Log messages include the Library Tube ID and Flow Cell ID whenever the messages are related to a sequencing run-related request. In the LIMS workflows, these IDs are recorded as container names.

Some log messages are not directly related to a sequencing run request, such as downloading the sample sheet. In this case, the file LIMS ID and file name are included in log messages. The sample sheet downloaded by the sequencer will, by default, have a name that includes the sequencing container's ID (Library Tube for Standard or Flow Cell for Xp), so the relevant container name search will find the majority of the log messages for this request as well. However, if you wish to find all messages for downloading a file, then you must know the LIMS ID of the file. You can find this by looking in the LIMS API and, for sample sheets used in a run, in the recipe response (which should also be found in the log file).
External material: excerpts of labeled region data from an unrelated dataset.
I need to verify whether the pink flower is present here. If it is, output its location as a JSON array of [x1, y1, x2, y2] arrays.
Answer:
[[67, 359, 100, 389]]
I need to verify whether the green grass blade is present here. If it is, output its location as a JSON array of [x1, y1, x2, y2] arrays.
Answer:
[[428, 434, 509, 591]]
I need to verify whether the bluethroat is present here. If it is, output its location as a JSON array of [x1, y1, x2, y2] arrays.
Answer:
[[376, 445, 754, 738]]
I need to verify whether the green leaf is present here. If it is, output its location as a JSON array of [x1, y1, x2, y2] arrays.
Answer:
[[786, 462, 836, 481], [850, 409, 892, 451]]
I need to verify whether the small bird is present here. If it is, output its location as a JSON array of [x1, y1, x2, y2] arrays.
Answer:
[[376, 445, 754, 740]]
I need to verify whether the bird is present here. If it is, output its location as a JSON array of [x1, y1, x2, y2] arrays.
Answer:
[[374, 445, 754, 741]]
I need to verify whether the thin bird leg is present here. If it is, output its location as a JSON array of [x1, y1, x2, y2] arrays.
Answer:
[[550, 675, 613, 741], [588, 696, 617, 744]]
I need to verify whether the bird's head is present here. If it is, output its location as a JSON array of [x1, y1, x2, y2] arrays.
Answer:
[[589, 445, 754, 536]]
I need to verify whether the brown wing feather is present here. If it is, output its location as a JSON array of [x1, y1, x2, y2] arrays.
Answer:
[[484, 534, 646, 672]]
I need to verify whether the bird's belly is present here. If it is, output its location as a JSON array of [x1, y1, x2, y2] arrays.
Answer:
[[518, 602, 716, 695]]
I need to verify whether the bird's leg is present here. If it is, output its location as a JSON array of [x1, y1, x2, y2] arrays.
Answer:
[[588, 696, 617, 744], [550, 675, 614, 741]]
Below are some example lines from the log file:

2018-06-19 21:32:19.705 INFO --- [] SequencerAPIApplication : Started SequencerAPIApplication in 7.026 seconds (JVM running for 15.964)

...

2018-06-19 21:34:44.564 INFO --- [Library Tube Id=NV1234567-LIB, Flow Cell Id=RM123DSXX] LimsApiLookupUtil : Searching for containers with name 'NV1234567-LIB' or 'RM123DSXX'

....

2018-06-19 21:35:27.158 INFO --- [] FileService : Successfully retrieved file 'NV1234567-LIB.csv' with LIMS ID 40-51 through the API.